In the wake of the FIRST trial, I’d like to pose three questions to prompt further debate:
All experimentation in the current training state is iterative-it accepts the premise that 80 hours is the correct duty limit. To date, no systematic experiment has been performed comparing an 80-hour duty limit with one substantially shorter on measures of patient safety, resident education, or resident health and wellbeing.
In contrast, training in a country with comparable healthcare delivery standards – the United Kingdom – looks far different than in the United States.
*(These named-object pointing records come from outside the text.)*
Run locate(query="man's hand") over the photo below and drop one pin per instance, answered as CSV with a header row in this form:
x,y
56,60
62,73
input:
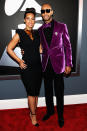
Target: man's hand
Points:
x,y
67,70
22,52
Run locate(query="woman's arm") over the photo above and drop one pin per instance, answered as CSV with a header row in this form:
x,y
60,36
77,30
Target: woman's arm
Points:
x,y
10,51
40,49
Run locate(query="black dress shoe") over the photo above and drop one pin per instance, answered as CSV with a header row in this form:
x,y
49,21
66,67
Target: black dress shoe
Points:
x,y
47,116
61,122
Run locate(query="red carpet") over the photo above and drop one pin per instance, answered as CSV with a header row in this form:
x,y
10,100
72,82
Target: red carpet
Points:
x,y
18,120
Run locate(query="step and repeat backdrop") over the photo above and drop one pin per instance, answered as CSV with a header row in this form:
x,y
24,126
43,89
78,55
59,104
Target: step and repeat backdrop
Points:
x,y
11,18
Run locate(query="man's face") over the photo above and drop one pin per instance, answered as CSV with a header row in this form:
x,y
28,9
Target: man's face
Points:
x,y
46,12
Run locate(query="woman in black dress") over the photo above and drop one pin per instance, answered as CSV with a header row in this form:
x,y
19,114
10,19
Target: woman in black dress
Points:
x,y
30,64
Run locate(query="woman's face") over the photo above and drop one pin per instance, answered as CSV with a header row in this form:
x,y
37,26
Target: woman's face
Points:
x,y
29,20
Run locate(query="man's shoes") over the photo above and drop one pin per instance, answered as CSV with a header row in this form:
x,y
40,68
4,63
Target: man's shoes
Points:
x,y
47,116
61,122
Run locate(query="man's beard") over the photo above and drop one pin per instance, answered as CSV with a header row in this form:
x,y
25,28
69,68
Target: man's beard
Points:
x,y
45,20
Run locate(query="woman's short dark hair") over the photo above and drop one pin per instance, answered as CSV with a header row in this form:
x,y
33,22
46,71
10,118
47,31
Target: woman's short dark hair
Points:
x,y
29,10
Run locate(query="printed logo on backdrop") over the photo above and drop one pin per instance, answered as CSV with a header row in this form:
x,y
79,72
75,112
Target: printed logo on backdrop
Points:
x,y
13,18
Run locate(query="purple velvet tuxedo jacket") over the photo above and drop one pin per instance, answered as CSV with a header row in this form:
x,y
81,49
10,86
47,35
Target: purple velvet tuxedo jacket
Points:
x,y
60,51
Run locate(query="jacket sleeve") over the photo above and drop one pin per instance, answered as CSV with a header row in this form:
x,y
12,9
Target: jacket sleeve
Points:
x,y
67,47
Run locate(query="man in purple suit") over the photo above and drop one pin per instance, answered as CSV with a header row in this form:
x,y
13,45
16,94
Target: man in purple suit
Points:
x,y
56,60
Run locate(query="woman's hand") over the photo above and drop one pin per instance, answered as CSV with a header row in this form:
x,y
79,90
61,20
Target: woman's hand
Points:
x,y
22,64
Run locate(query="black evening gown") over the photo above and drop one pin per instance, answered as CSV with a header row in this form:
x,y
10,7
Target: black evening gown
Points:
x,y
32,75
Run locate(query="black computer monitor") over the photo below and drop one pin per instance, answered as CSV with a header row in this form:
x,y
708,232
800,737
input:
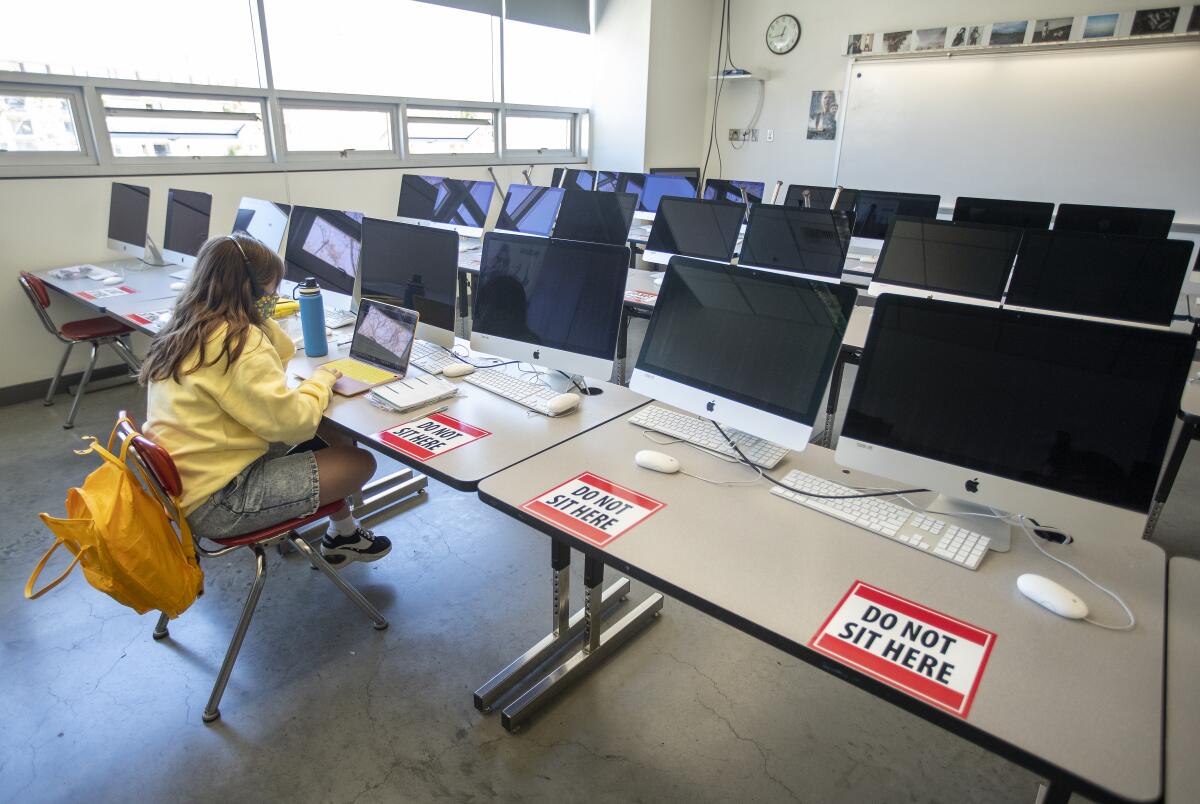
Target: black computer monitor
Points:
x,y
1026,215
963,261
751,349
595,216
1117,277
1017,411
707,229
529,209
187,225
1114,220
731,190
325,244
413,267
809,243
129,210
874,210
820,197
556,303
461,203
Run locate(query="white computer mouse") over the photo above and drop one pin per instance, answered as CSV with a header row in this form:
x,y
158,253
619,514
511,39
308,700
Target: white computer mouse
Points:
x,y
657,461
1056,598
562,403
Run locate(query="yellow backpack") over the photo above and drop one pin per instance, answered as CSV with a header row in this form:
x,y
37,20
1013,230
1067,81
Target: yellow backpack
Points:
x,y
121,534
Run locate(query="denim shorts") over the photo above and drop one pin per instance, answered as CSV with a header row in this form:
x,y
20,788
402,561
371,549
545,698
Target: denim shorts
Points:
x,y
274,489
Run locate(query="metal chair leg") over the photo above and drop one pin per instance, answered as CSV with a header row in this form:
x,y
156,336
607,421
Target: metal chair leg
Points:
x,y
211,712
83,385
58,375
340,582
160,629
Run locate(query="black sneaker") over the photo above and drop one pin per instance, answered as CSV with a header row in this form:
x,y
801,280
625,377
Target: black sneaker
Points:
x,y
363,546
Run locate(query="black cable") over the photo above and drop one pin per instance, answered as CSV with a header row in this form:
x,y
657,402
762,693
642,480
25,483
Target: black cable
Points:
x,y
804,493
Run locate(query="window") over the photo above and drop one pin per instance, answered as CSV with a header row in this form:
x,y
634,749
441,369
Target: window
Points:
x,y
400,48
41,121
537,132
184,126
450,131
315,129
141,40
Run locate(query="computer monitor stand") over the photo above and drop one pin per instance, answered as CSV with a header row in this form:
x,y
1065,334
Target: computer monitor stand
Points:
x,y
979,519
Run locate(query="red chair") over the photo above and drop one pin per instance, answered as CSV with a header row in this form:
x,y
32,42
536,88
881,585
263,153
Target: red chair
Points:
x,y
96,331
165,477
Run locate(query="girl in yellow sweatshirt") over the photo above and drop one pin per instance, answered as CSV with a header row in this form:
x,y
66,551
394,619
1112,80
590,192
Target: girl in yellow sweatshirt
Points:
x,y
219,402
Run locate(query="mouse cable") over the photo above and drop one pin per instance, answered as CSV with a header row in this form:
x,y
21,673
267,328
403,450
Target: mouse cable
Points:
x,y
1020,520
804,493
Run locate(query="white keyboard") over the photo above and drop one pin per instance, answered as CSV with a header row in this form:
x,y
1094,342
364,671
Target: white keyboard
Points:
x,y
703,433
340,318
895,522
431,358
528,395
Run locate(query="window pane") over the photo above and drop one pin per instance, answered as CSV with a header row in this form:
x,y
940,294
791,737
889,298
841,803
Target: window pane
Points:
x,y
545,66
400,48
445,131
37,123
147,40
143,125
336,130
534,133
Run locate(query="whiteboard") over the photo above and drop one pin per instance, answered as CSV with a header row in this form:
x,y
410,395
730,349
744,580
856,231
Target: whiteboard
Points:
x,y
1117,125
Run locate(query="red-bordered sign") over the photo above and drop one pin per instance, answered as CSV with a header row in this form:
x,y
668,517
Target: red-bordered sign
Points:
x,y
928,654
431,436
592,508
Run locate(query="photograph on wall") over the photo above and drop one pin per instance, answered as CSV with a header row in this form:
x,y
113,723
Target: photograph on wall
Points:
x,y
1053,30
930,39
823,114
1009,33
1155,21
859,43
898,42
1101,25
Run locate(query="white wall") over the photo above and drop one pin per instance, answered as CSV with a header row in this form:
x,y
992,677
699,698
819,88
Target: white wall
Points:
x,y
53,222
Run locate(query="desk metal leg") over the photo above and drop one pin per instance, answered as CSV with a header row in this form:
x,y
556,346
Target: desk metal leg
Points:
x,y
597,647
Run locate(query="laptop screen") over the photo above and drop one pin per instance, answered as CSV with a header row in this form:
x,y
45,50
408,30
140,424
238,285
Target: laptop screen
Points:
x,y
383,335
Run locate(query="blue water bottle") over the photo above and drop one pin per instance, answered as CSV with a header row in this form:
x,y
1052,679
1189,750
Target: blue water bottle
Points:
x,y
312,318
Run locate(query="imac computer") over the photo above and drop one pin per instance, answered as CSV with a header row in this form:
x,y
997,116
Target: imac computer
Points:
x,y
413,267
324,244
1114,220
129,211
690,227
459,204
1018,412
529,210
875,210
804,243
263,221
595,216
997,211
552,303
1096,276
816,197
750,349
941,259
187,226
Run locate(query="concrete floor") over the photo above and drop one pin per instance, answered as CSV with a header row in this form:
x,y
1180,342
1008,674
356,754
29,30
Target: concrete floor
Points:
x,y
323,708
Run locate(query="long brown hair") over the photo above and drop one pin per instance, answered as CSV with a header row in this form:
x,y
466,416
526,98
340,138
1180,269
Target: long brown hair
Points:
x,y
220,292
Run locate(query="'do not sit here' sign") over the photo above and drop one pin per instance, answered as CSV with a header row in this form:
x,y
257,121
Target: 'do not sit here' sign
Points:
x,y
922,652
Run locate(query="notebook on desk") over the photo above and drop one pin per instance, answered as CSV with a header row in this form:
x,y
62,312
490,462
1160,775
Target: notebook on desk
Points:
x,y
379,351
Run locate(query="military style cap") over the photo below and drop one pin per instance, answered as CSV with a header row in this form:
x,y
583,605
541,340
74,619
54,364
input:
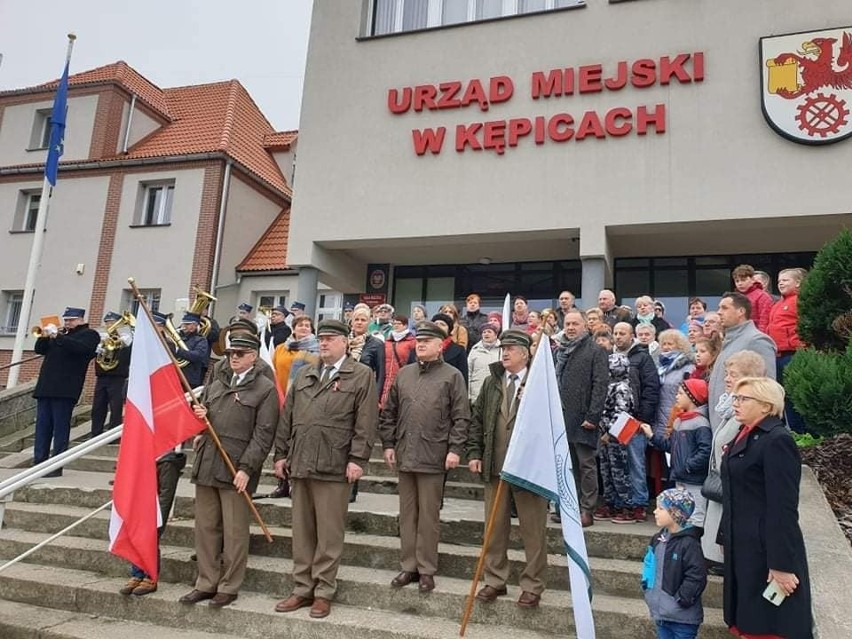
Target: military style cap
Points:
x,y
243,339
332,327
243,324
430,330
513,337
The European Working Time Directive imposes a statutory limit of 48 work hours per week for medical residents, though specialty training is of a much longer total duration in the United Kingdom than in the United States.
Ironically, however, new residents themselves may not want a decrease in duty hours and its accompanying increase in total training duration.
With average medical student debt now at roughly $200,000 (and for students at private schools, often much more), plus any debt from undergraduate or other graduate programs, students now have a perverse incentive to desire shorter, more intense, residency training so that they can complete training and begin paying their debt down.
Competency-based residency training is an idea gaining traction among some in graduate medical education. In a competency-based program, training would last until the resident demonstrated the knowledge, skills, and attributes of a graduating trainee, rather than for a proscribed number of years.
Indeed, in some specialties, the current number of training years may already be insufficient. For a variety of reasons, attendings are increasingly reluctant to grant full autonomy to residents. Residents are, as a result, graduating less prepared for independent practice beyond their training.
This tradeoff is most clearly demonstrated by the advent of surgical “transition to practice” fellowships – an extra year of postgraduate training designed to impart the skills and judgment in fellowship that residents previously got during residency.
Noble and logical, this model has obvious challenges in its implementation. Notably:
1) Hospitals would have to accept variable staffing level throughout the year, as residents all begin in July, but would leave during various months.
2) Training programs would be incentivized (in some ways) to retain trainees beyond the current duration of training, as they provide a net economic benefit.
Residents provide a net economic benefit to the hospitals that employ them. Like any fixed cost, incentives exist for hospitals to wring as much productivity as possible from each resident (balanced, of course against the risk of medical harm that over-work may promote).
While few in any profession would choose to forgo sleep and to put their lives on hold for years as they complete their training, medicine remains unique in its ability to attract the brightest and most driven candidates to the field, and most importantly in the commitment that its practitioners make to the public at large.
For both to remain true, we must continue to explore issues at the intersection of safety, quality, trainee health and well being, and workforce needs of the care delivery system itself, to create the best-performing medical training system in the world.